And here are two helpers to conclude the parser.

num :: Parser Int
num = read <$> many1 digit <* spaces

word :: Parser String
word = many1 (satisfy (not . isSpace)) <* spaces

And an actual wrapper…

parseNodes :: String -> [Entry]
parseNodes = either (error . show) id . parse parser "puzzle input"

So I’m now able to parse the input to a list of “entries”: colors representing bags pointing to other colors. That’s not a graph yet, I still need to tie the loop from a node to the next.

I don’t have a workable notion of a root here, so I’ll just represent the graph as a list of vertices.

type Graph = [Vertex]
type Vertex = Fix (VertexF Color)

And start implementing.

nodesToGraph :: [Entry] -> Graph
nodesToGraph entries = graph where

I can keep the list structure and convert entry-wise.

  graph = map nodeToVertex entries

Building the graph from a seed node is an anamorphism.

  nodeToVertex :: VertexF Color Color -> Vertex
  nodeToVertex = ana expandNode

The seed is already in VertexF form, so I can use the functor instance to convert it in-place.

  expandNode :: VertexF Color Color -> VertexF Color (VertexF Color Color)
  expandNode = fmap lookupNode

Implenting it by fetching a VertexF Color Color from where I have them: the entries list.

  lookupNode :: Color -> VertexF Color Color
  lookupNode color =
    fromMaybe (error "Edge to non-existant node") $
    find ((== color) . vtxLabel) entries

This works. It’s probably not smart enough to deduplicate the subforests on its own, though. Not that it would be needed to solve the problem.

solve :: Graph -> [Int]
solve g = [part1,part2] where
  shinyGold = Adj "shiny" "gold"
  part1 = length (filter (shinyGold `elem'`) g) - 1
  part2 = length' (lookupVertex shinyGold g) - 1

Minus one because the folds are inclusive, i.e. they count lax containment, whereas the problem asks for strict.
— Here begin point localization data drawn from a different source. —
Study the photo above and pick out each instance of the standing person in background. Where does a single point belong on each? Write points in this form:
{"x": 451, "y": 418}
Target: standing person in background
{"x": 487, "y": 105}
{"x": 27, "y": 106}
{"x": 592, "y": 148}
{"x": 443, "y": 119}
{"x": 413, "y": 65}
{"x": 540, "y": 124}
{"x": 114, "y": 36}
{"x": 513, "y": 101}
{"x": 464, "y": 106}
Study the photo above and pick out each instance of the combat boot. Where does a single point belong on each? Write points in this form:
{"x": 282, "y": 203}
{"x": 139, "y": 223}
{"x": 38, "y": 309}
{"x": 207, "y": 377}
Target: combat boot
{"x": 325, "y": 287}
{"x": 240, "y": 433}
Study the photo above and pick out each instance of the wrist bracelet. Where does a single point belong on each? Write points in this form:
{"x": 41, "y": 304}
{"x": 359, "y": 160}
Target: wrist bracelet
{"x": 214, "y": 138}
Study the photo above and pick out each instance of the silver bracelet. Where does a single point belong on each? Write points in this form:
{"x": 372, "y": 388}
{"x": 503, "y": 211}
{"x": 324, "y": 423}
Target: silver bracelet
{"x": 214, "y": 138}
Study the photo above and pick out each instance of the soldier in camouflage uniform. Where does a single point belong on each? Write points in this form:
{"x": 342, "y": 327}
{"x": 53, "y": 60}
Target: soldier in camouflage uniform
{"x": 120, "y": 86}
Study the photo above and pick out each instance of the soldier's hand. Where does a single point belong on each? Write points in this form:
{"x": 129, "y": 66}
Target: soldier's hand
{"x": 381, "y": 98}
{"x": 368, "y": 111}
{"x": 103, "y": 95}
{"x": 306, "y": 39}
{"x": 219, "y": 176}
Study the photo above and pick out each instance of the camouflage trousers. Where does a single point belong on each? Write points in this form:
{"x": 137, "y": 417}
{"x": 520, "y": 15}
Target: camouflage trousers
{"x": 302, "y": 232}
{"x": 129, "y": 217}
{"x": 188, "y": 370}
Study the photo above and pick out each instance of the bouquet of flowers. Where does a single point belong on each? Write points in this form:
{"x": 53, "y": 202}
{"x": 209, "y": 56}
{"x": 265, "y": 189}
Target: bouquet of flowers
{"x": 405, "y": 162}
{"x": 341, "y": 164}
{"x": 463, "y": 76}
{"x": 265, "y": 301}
Oh, and I need to specialize the folds for my structure because for some reason there’s no automatic Foldable instance.²

  foldVertexF f (VertexF l rec) = f l <> foldMap fold rec
  elem' e = getAny . cata (foldVertexF (Any . (e ==)))
  length' = getSum . cata (foldVertexF (const (Sum 1)))

I use this helper; I’ve extracted it to toplevel because it’ll come in handy later on.

lookupVertex :: Color -> Graph -> Vertex
lookupVertex v =
  fromMaybe (error "Vertex not found") .
  find ((== v) . vtxLabel . unfix)

At any rate, it works.

λ> solve $ nodesToGraph $ parseNodes sample
(4,32)

Here’s my main so I can run it on my puzzle input.

main :: IO ()
main =
  mapM_ print . solve . nodesToGraph' . parseNodes =<< readFile "day07.in"

A bit under a second to solve for my puzzle input. So yes it works, but still rather inefficient. The obvious cause being the fact I treat a dense graph as a forest, taking no advantage of the fact some nodes are encountered numerous times from different paths.

In this post, I’ll only push a little further: constructing the graph with sharing.

Recall that I’m constructing the graph vertex by vertex by anamorphism, where each vertex is recursively expanded by generating its own subforest. For example where a shiny gold bag contains dark olive bags, I’d construct a dark olive node as a descendant to the shiny gold bag, and an additional node when encountered independently in the bag list.

To share the constructed vertices, I’ll store them in a list and fill in the subtrees by looking up in there instead of the original entries list.

The global function signature remains the same.

nodesToGraph' :: [Entry] -> Graph
nodesToGraph' entries = graph where

The graph is still a list of vertices. I can still construct it by mapping over the entries.

  graph = map nodeToVertex entries

This time I won’t use the anamorphism; I’ll use the functor directly.

  nodeToVertex :: Entry -> Vertex
  nodeToVertex = Fix . fmap (`lookupVertex` graph)

Doing so halves the total runtime. To make any more progress, I’d have to implement the measurements as actual graph operations instead of tree folds. Which is pointless, since this problem is already solved.

But that’s a subject for another post.

This concludes this installment of today’s solution. See you soon!

For example, “an oily blue bag contains 1 true pearly bag; a true pearly bag contains 1 oily blue bag.” It doesn’t invalidate the universe to have those rules in the regulations. It merely makes it very hard for travellers to actually travel with them if they don’t have an infinite supply at hand. But they can still travel with shiny gold bags, so all hope is not lost.↩︎
I’m not exactly sure I’m doing all of this right.↩︎